Thankfully the dress fit tight in the waist, meaning I didn’t have to worry about it slipping down without straps. He’d even provided me with shoes, a nice pair of flats so I couldn’t contemplate using the heel as a weapon.
I played with the dress’s hem and stared down at the empty plate in front of me, wondering what kind of experiment this might be.
“Can you eat?” he asked.
Ah. So this was going to be the old “see if a rat will eat a cupcake” scenario. He knew I needed blood to live, but now he’d see how I responded to human food, was that it?
“I can.”
“What can you eat?”
I lifted my gaze from the plate and met his. I hated that he could meet my eyes fearlessly, yet I got squeamish from his attention after mere minutes.
“What can you eat?” I wasn’t necessarily trying to be defiant, but I wanted him to know who I was. I was not a meek and cowering puppy. But I would flinch if he came at me.
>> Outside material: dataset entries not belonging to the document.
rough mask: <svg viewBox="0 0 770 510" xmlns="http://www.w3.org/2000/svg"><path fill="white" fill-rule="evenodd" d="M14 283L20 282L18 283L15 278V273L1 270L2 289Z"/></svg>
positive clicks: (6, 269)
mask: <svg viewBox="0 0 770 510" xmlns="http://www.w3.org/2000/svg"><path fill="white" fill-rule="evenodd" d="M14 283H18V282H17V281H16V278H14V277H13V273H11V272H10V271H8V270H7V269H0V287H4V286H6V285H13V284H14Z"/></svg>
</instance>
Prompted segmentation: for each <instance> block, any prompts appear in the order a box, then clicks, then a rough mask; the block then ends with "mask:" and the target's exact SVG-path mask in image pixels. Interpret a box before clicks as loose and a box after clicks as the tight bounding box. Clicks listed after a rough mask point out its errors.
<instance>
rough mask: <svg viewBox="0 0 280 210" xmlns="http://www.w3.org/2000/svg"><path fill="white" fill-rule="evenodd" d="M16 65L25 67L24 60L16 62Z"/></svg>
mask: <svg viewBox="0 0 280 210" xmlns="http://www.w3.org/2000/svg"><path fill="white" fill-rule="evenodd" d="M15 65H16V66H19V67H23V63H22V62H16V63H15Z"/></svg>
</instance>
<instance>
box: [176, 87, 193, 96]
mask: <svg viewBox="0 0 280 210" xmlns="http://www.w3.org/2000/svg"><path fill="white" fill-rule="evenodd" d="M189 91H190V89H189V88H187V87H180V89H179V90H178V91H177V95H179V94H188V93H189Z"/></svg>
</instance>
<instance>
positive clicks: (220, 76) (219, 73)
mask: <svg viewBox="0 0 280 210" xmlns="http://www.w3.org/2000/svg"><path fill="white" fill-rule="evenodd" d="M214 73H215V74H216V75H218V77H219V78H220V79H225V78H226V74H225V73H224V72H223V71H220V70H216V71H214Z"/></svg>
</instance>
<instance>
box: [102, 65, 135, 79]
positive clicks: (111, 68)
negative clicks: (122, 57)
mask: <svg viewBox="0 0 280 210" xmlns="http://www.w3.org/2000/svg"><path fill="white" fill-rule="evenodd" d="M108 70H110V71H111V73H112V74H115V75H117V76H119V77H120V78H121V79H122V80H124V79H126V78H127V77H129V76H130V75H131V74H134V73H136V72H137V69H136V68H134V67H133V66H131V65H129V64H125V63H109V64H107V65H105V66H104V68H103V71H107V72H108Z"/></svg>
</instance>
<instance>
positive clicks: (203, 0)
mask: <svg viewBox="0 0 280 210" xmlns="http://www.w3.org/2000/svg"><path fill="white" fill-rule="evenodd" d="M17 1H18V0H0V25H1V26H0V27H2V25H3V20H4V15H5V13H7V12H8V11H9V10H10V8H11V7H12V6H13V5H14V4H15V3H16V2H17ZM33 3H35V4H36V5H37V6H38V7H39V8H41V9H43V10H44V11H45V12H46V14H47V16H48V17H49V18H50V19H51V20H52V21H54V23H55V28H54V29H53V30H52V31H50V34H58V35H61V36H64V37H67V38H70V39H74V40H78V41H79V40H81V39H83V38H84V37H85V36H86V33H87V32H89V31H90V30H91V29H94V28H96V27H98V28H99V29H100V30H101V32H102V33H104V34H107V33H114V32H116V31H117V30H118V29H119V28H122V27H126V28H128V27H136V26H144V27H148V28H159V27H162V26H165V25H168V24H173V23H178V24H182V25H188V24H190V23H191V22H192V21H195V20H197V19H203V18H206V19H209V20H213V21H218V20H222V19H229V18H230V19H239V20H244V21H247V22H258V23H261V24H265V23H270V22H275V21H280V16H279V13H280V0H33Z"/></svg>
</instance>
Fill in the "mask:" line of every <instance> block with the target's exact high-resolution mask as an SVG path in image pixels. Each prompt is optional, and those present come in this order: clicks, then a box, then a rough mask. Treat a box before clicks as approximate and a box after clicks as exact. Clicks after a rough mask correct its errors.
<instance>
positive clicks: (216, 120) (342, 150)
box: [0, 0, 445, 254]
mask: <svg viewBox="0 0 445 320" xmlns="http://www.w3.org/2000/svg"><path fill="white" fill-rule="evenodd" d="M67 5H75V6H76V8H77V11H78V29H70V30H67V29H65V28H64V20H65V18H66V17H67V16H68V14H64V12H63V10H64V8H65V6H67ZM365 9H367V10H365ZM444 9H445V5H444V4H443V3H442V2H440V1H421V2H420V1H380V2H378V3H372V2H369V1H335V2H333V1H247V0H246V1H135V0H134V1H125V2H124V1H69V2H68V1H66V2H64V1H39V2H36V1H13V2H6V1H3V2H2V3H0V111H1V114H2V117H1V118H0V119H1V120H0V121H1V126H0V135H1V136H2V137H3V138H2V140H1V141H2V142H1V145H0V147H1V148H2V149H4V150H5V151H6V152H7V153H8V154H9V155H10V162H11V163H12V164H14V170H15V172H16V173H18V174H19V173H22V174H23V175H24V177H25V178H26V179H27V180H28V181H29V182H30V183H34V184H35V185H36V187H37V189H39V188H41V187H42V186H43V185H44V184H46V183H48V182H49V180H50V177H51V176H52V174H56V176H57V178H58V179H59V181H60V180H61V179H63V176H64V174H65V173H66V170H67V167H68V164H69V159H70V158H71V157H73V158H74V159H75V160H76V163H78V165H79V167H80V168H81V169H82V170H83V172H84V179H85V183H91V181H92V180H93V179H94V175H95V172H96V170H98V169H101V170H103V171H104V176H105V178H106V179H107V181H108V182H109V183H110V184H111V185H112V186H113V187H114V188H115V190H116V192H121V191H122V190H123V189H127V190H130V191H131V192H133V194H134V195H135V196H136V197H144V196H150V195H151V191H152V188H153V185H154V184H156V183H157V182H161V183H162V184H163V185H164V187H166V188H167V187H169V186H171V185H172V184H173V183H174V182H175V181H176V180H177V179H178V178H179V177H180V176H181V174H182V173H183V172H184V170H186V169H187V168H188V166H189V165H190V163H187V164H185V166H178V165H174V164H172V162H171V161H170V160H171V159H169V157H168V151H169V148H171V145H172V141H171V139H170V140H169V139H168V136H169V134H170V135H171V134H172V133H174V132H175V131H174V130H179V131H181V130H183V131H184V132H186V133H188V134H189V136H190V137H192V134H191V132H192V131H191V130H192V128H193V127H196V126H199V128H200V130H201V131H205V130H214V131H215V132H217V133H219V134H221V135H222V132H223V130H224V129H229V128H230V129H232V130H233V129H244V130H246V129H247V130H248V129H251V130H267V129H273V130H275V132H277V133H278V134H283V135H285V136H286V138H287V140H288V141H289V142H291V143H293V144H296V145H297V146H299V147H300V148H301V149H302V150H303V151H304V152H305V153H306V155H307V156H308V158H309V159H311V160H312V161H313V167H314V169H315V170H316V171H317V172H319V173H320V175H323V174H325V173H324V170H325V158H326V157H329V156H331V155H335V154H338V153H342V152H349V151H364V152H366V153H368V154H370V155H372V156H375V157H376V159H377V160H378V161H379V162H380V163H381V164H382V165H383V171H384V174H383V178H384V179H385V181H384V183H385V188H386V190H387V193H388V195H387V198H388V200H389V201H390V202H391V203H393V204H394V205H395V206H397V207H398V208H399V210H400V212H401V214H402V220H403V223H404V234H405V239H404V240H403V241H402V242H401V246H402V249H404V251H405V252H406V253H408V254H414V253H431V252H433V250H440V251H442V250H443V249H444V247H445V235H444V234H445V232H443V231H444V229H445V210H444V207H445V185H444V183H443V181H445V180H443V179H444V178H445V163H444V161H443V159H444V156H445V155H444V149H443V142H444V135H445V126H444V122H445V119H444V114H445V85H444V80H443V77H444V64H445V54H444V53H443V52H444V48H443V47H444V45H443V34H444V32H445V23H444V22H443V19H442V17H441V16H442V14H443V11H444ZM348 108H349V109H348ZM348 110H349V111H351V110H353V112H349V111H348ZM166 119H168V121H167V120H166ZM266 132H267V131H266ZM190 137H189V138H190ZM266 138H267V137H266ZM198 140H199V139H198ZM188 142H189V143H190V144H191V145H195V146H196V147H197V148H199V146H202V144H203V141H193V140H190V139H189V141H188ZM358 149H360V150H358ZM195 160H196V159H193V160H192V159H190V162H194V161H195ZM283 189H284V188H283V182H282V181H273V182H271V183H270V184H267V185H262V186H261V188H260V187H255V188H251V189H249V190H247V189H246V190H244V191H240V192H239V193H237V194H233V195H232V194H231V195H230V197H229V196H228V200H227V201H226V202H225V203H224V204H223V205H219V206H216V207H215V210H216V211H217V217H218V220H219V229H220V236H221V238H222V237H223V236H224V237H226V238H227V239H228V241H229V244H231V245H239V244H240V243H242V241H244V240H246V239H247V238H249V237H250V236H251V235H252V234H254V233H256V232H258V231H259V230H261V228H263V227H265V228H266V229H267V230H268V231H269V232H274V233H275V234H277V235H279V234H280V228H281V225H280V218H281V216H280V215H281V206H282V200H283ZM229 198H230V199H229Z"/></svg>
“Touché.” He took a sip of his wine, and I watched his throat as his Adam’s apple bobbed with each swallow. I could almost see the quivering pulse in his artery, could practically taste the flavor of his blood laced with the wine.
“What do you prefer to eat?” he asked, maintaining a polite tone.
My stomach growled, a comically timed response that made him chuckle. “Steak,” I admitted. If I was going to pretend to be a willing participant in his fact-finding mission, I might as well play along for a while. “My werewolf half can get sustenance from meat, but the closer to raw it is the better. Wolves don’t eat their kill off a barbeque, and I guess our internal wolves are no different. I can eat anything a normal human can, but I don’t gain anything nutritionally from it. Blood and meat, that’s it.”
I half-expected him to start taking notes, but he set his wineglass down on the table and regarded me with quiet contemplation for a moment. “Internal wolf?”
Mine growled at him, but thankfully the sound was something only I could interpret.
“You’ve never asked a werewolf about it? How it works?”
“I’ve observed the mechanics of it a number of times, but most of those subjects were not as forthcoming as you.”
“Shocking.”
“Please, go on.”
“I can’t speak for others, only myself, and for obvious reasons my experience may be different from theirs. I…coexist with my wolf. She is her own entity, has her own thoughts and her own personality. I can feel her as if she is a part of me, but she is independent as well. If that makes sense.”